Religion
- Affiliation: Georgian Orthodox
- Province: Abkhazia

Location
- Location: Ghumurishi, Gali Municipality, Abkhazia, Georgia
- Interactive map of Ghumurishi Church ღუმურიშის ეკლესია (in Georgian) Ӷумуришьтәи ауахәама (in Abkhaz)
- Coordinates: 42°42′50″N 41°47′20″E﻿ / ﻿42.71389°N 41.78889°E

Architecture
- Type: Church
- Completed: 19th century

= Ghumurishi Church =

Eastern Orthodox church in Gaili, Georgia

Ghumurishi Church (ღუმურიშის ეკლესია; Ӷумуришьтәи ауахәама) of St. John the Baptist is a 19th-century Eastern Orthodox church on left bank of Okumi river in the village of Zemo Ghumurishi, north of the town of Gali, in Abkhazia, a breakaway region of Georgia. The locale is part of the historical district of Samurzakano.

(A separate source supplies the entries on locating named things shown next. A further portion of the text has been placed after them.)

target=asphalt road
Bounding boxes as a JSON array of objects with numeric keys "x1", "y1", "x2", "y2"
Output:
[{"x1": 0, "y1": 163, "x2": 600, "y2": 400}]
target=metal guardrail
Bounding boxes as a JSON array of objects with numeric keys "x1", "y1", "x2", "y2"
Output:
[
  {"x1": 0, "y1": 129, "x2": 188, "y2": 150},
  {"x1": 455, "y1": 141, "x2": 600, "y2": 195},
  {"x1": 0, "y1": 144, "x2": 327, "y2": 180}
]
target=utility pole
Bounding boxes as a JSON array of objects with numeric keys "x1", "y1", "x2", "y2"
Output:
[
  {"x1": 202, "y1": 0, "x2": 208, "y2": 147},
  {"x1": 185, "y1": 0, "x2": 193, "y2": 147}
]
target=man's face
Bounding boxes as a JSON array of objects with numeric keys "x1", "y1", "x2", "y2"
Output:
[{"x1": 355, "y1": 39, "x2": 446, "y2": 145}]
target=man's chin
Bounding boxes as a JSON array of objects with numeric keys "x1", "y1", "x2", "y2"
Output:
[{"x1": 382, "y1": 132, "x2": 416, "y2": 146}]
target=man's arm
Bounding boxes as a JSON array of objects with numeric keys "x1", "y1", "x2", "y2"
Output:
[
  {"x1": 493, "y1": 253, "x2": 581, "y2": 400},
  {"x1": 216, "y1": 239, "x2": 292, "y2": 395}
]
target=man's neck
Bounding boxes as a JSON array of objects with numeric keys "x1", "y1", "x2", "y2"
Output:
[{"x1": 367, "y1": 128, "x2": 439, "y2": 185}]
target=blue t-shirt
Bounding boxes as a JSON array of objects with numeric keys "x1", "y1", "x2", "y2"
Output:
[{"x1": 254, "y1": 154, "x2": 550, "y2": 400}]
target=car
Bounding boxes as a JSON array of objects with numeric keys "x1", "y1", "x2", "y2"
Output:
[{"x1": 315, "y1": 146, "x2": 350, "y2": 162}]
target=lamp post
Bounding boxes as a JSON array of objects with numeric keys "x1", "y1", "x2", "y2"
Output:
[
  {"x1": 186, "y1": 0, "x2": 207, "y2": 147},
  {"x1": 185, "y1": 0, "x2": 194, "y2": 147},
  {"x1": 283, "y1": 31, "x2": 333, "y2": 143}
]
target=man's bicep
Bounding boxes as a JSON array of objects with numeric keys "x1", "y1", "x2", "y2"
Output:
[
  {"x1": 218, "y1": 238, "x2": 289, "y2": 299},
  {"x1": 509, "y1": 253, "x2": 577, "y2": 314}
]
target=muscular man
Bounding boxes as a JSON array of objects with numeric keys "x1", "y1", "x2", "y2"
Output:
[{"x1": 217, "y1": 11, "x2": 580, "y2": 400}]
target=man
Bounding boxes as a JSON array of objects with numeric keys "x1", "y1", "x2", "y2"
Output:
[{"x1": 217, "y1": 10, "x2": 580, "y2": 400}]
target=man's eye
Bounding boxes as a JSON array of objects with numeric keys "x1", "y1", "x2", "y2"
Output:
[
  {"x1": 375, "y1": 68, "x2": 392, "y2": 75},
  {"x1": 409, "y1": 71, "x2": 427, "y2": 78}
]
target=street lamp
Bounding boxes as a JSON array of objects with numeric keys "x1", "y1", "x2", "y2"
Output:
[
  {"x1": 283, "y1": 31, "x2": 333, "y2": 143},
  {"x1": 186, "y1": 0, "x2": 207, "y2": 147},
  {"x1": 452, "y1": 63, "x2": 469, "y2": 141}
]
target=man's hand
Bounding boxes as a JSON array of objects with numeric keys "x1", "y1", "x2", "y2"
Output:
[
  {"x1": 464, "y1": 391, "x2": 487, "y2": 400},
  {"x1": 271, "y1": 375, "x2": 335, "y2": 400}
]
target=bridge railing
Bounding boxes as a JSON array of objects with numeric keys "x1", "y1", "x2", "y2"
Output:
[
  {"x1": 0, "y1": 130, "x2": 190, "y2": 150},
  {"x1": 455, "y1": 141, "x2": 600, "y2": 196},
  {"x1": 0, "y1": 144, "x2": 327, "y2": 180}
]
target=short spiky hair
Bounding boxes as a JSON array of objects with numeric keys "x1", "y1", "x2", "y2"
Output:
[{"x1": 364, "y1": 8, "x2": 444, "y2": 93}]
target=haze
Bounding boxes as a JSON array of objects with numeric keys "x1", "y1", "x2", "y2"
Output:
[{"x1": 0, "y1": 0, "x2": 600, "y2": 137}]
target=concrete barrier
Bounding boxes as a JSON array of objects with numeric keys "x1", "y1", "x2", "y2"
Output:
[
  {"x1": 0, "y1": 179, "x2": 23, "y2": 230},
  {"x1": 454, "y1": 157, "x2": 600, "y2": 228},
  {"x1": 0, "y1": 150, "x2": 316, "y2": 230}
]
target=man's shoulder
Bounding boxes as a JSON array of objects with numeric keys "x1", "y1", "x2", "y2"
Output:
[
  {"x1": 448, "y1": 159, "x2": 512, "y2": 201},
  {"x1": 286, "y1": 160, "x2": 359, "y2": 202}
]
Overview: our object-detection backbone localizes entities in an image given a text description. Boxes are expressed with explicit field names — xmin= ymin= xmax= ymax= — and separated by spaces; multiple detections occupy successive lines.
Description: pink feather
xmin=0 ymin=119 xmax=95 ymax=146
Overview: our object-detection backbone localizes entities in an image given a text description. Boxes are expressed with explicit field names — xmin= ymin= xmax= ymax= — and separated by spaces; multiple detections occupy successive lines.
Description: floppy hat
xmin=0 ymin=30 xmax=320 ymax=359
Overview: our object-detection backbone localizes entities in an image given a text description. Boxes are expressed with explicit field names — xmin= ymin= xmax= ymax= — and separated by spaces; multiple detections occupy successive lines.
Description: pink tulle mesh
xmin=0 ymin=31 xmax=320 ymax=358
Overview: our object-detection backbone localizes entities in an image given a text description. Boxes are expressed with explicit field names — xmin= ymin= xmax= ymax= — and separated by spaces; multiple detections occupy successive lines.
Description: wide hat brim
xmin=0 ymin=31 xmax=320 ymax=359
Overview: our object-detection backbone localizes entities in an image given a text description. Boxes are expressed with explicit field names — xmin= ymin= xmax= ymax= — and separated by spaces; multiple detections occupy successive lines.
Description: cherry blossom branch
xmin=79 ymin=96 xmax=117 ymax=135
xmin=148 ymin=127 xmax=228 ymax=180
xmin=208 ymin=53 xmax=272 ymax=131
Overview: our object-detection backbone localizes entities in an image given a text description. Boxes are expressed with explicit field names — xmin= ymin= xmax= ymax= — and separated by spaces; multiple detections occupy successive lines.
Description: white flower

Not to be confused with Ghumurishi Sagergaio Church built in the first half of the 11th century and rebuilt in the 19th century in the same village.

== History ==
The church is a hall-church design, built from 1888 to 1889. It is built of coarsely cut rubble stone and white rectangular limestone slabs. The floor was also once faced with similar slabs, but only its portion survives at the sanctuary. A belfry, now in ruins, is attached to the west wall of the church. The apse is covered with a simple dome-like roof and is pierced with three arched windows. A pair of similar windows is found each, on the southern and northern walls. Some 3 km northwest of the village are the ruins of a medieval site of Christian worship known as Sagergaio.